Pick one. If the mobile experience matters, it gets its own sentence. If it doesn't, cut it. Don't put it in parentheses purgatory.
3. You're being clever at your own expense
This is the one that hurts me the most, because it comes from writers I respect. The main sentence is the professional thought. The parenthetical is where the wit lives — the observation, the aside, the thing that makes you smile.
We spent three months rebuilding the data pipeline (and learned more about our own infrastructure than any sane person should have to).
That parenthetical is the sentence. That's where the personality is. The main clause is a project update. The parentheses contain the human being.
When you exile your own voice to the margins, you're not being disciplined. You're being afraid that sounding like yourself will sound unprofessional. It won't. Professional is not the same as boring.
The Em Dash Alternative
Not all parenthetical information has to disappear. Sometimes a thought genuinely is secondary but still worth saying. For that, there's a better tool: the em dash.
Em dashes set off information too, but they do it differently. Parentheses whisper. Em dashes pause. Parentheses say "you can skip this." Em dashes say "hold on — this matters."
Compare:
Our clients see results within 30 days (sometimes less).
versus
Our clients see results within 30 days — sometimes less.
Same information. Different register. The first says "by the way." The second says "and here's the impressive part." The parenthesis deflates. The em dash accelerates.

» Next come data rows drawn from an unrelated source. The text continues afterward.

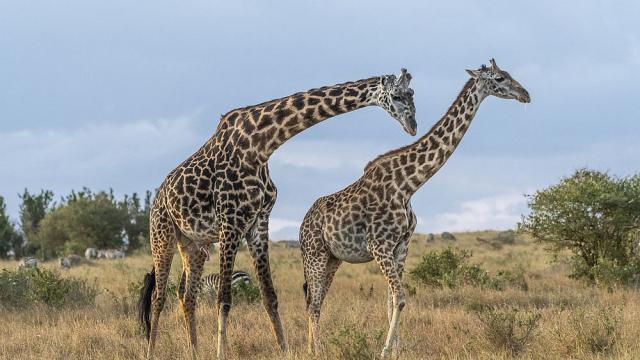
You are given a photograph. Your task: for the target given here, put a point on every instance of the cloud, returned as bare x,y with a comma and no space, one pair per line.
324,154
133,156
497,212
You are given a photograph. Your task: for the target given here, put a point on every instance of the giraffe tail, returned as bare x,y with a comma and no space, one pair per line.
144,304
306,297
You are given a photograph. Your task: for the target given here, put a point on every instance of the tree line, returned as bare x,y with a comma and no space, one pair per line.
81,219
592,214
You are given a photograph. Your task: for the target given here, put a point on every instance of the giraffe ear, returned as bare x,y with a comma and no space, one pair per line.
388,81
474,73
404,79
494,65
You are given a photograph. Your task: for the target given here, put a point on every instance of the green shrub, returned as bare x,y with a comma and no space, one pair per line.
505,237
514,278
26,287
351,343
245,293
448,268
240,292
592,214
510,330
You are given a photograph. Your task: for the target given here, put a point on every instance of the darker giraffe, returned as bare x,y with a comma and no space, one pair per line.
223,193
372,218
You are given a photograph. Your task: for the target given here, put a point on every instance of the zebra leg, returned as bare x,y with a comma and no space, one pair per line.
163,241
193,261
258,244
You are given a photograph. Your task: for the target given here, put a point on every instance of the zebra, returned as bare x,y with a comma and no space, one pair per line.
28,262
71,260
91,253
209,282
110,254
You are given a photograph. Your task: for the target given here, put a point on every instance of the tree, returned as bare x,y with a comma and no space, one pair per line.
10,239
32,210
590,213
83,220
137,228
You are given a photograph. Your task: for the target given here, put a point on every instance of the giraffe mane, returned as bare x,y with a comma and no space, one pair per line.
278,100
399,150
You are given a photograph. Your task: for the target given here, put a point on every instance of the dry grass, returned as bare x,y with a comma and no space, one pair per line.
439,324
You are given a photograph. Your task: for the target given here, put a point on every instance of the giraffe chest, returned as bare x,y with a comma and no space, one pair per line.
346,236
200,204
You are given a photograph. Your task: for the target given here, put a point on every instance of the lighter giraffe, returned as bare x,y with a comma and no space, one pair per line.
372,218
223,193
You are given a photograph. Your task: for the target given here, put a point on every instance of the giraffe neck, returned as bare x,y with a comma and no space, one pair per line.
411,166
262,128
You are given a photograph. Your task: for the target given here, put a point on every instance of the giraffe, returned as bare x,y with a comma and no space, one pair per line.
223,193
372,218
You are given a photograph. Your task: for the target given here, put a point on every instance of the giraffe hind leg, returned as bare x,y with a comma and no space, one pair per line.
162,248
259,248
193,261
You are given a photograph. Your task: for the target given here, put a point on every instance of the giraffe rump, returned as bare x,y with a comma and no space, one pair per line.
144,304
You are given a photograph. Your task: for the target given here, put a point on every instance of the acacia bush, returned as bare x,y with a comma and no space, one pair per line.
26,287
596,217
450,268
353,344
510,329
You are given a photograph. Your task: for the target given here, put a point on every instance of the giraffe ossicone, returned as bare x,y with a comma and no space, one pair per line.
223,193
372,219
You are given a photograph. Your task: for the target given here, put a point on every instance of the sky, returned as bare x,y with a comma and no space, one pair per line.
116,94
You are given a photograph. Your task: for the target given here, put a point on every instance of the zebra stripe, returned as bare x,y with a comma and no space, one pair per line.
210,282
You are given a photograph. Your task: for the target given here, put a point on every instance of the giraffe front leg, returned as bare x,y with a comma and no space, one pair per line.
400,255
193,261
229,242
387,263
315,269
258,244
163,240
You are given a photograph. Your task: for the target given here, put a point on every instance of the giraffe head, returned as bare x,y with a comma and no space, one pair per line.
396,98
497,82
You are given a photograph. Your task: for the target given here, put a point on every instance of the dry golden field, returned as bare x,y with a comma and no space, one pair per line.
576,321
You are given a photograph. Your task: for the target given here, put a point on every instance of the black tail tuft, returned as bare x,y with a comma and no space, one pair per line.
306,298
144,304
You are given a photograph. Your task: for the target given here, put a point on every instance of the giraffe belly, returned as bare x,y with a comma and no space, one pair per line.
350,247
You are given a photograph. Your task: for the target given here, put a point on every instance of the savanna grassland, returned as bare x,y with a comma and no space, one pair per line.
551,317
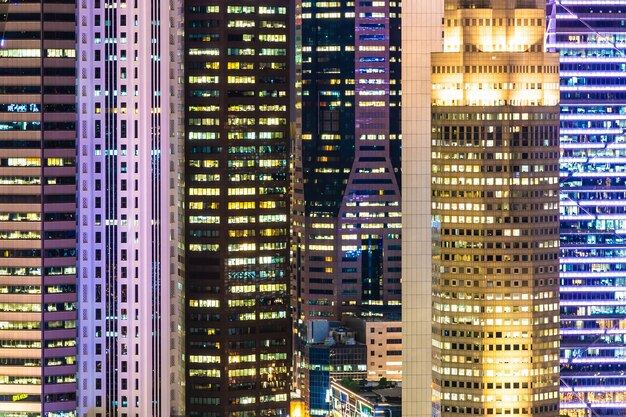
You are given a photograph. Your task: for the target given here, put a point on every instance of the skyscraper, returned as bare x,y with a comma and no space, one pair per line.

I'm not anti-em-dash (obviously — they're how I breathe in print). I'm anti-using-parentheses-when-the-information-deserves-better. If you'd say it out loud with vocal emphasis, write it where the reader will feel that emphasis — not in a container built for afterthoughts.
The Parenthetical Audit
Here's a practical exercise. Open something you wrote recently. Find every set of parentheses. For each one, ask:
Is what's inside actually optional? If the sentence works without it — truly works, not just technically parses — then the parenthetical earned its place. Keep it.
Is what's inside actually the best part? If the most interesting, most specific, most human thing in the sentence is in parentheses, promote it. Make it the sentence. Let the current main clause earn its position — or cut it.
Are you hiding? If you put it in parentheses because saying it directly felt like too much, that's exactly why it should be in the main clause. The instinct to bury it is telling you it matters. Listen to that instinct, then do the opposite of what it suggests.
Do this and you'll find that most of your parentheticals fall into one of two categories: things that should be deleted, and things that should be promoted. Very few deserve to stay where they are.
The Uncomfortable Truth
Parentheses are a safe house for thoughts you're not sure about. They let you say the thing and not say it at the same time — present it and withdraw it, claim it and disown it.
Writing doesn't need safe houses. It needs commitment. Every thought that matters enough to write deserves the full weight of sentence structure behind it — not the grammatical equivalent of muttering under your breath.
The next time you reach for an opening parenthesis, stop. Ask what you're putting in there, and why you're putting it where the reader is trained to look away. If it's worth writing, it's worth writing in a place where the reader will actually read it.
Promote it or cut it. Those are your options. Parentheses is a third option, and it's the one that serves no one — not the reader, not the idea, and certainly not you.